262 Views Asked by At

Problem: find $R$ that maximizes the following: $$f(R) = \sum_{i} k_i \exp^{-y_i^T R x_i}\\ k_i \in \mathbb{R},\; y_i, x_i \in \mathbb{R}^2\\ R \in SO(2)\;\; (\text{i.e. 2D rotation matrix (2x2, orthogonal, det=1})$$

I'd like to understand how to solve the above problem. I've described the problem for 2 dimensions to keep it simple, but I believe that a solution would generalize to higher dimensions (please correct me if I'm wrong about this).

I would like to understand the different aspects of this problem:

(1) if there is a global minimum or not

(2) can the (global) solution be found in closed form (if so, how?)

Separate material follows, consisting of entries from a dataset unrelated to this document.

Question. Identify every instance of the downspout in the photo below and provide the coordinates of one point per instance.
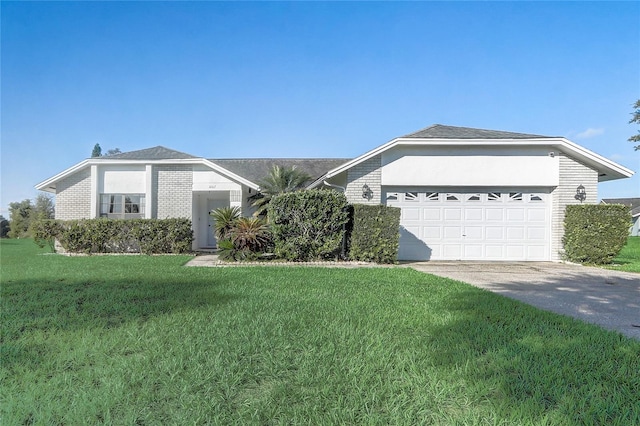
(343, 250)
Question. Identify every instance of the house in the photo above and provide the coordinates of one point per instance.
(464, 194)
(634, 206)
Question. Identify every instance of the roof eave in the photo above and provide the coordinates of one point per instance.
(49, 184)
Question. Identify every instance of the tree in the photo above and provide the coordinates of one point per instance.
(635, 118)
(20, 218)
(4, 227)
(97, 151)
(279, 180)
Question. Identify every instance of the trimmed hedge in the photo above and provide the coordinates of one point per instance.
(375, 233)
(149, 236)
(595, 233)
(308, 225)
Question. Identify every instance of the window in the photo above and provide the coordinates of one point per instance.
(432, 196)
(122, 206)
(411, 196)
(515, 196)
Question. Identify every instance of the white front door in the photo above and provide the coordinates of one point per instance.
(503, 225)
(212, 204)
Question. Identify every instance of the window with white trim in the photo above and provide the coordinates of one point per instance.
(122, 206)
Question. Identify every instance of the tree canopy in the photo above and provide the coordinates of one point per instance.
(280, 179)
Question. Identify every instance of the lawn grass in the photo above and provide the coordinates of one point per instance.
(629, 258)
(145, 340)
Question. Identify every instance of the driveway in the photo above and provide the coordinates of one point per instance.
(610, 299)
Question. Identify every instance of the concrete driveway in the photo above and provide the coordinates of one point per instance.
(610, 299)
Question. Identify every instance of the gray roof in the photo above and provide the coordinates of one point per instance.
(255, 169)
(439, 131)
(155, 153)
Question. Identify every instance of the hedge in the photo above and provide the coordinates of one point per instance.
(595, 233)
(308, 225)
(375, 233)
(149, 236)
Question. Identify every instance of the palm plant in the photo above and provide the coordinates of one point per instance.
(280, 179)
(225, 219)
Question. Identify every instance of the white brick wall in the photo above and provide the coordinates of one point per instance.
(172, 187)
(368, 172)
(572, 174)
(73, 196)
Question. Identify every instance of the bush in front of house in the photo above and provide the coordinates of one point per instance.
(89, 236)
(595, 233)
(375, 233)
(308, 225)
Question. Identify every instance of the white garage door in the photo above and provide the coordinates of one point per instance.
(472, 225)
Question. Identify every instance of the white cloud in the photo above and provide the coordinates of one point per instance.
(589, 133)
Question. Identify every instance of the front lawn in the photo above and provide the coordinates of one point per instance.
(629, 258)
(145, 340)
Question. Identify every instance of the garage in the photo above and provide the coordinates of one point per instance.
(509, 225)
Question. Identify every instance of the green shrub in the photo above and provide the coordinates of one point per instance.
(149, 236)
(375, 233)
(45, 232)
(247, 239)
(595, 233)
(308, 225)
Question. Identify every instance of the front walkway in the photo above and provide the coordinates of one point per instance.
(610, 299)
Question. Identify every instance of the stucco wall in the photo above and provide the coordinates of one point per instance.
(368, 172)
(171, 187)
(73, 196)
(572, 174)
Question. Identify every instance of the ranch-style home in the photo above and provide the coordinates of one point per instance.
(464, 194)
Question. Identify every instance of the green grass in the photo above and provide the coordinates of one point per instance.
(629, 258)
(144, 340)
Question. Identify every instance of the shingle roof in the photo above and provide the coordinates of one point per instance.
(255, 169)
(439, 131)
(155, 153)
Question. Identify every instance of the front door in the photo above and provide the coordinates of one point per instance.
(212, 204)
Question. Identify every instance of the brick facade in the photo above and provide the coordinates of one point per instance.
(368, 172)
(572, 174)
(73, 196)
(172, 191)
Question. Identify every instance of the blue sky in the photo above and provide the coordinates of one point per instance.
(313, 79)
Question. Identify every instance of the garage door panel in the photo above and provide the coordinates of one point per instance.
(494, 233)
(538, 233)
(452, 232)
(515, 251)
(432, 232)
(432, 214)
(473, 232)
(473, 226)
(452, 214)
(515, 233)
(494, 214)
(473, 214)
(515, 214)
(536, 215)
(410, 213)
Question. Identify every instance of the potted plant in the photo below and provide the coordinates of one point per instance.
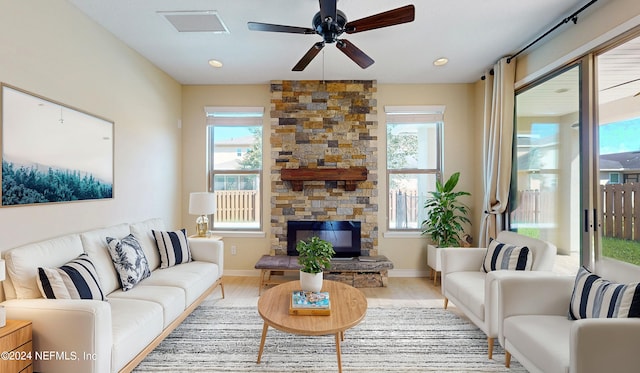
(446, 215)
(314, 256)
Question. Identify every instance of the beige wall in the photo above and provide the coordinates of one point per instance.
(407, 253)
(49, 48)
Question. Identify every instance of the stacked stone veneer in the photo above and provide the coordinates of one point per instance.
(324, 124)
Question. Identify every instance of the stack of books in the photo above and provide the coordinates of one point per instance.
(310, 303)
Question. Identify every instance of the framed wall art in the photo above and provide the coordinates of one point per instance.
(51, 152)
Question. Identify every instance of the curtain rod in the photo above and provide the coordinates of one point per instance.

(3) how to solve with gradient descent (or other technique), if no closed form solution.

I'm happy to provide clarification if the problem formulation is unclear (this is my first post so apologies in advance if I'm not following the guidelines properly)

Thanks!!

2

There are 2 best solutions below

3
On

Given $x_i$, $y_i$, and $k_i$, you can rewrite the expression for $f(R)$. The rotations in two dimensions are described by a matrix with a simple form. If you do a rotation by $\theta$, the rotation matrix is $$R(\theta)=\begin{pmatrix}\cos\theta&-\sin\theta\\\sin\theta & \cos\theta\end{pmatrix}$$ With this, $$f(R)=f(\theta)=\sum_ik_i\exp{[(y_{i1}x_{i1}-y_{i2}x_{i2})\cos\theta+(y_{i2}x_{i1}-y_{i1}x_{i2})\sin\theta]}$$ The above function is continuous in $\theta$, and has a periodicity of $2\pi$. Unless it is constant, it means that it has a minimum in the interval $[0,2\pi)$. That's the answer to question 1.

You can take the derivative with respect to $\theta$ and equate it to $0$. Unfortunately, it looks pretty complicated, with a summation of exponentials multiplied by trigonometric functions. I'm not sure it can be simplified in such a way to get a nice closed form solution. The nice thing is that you can write out this equation, and solve it numerically. My guess that even something simple might work fine. Look up Newton's method.

0
On

For the general problem $(n\geq 2)$:
Since the set of orthogonal matrices is compact, a global minimum exists.
A closed form solution is unlikely to exist. And there are probably multiple local minima in general.

You can find a minimum from a starting point using the the gradient descent or a similar method by considering the Frobenius inner product on $M_n(\mathbb R)$.
If your current position is $R$, the tangent space of $SO(n)$ at $R$ is the space $R\times \text{Skew}_n$,
which has an orthonormal basis $$\mathrm r_{ij} = \frac{R(\mathrm e_{ij} - \mathrm e_{ji})}{\sqrt 2} ;\; i < j$$ The gradient is then $\sum_{i,j} \nabla_{\mathrm r_{ij}} f(R) \mathrm r_{ij}$ where $\nabla_{\mathrm r_{ij}} f(R)$ is the directional derivative of $f$ at $R$ along $\mathrm r_{ij}$, which is relatively simple to compute in this case.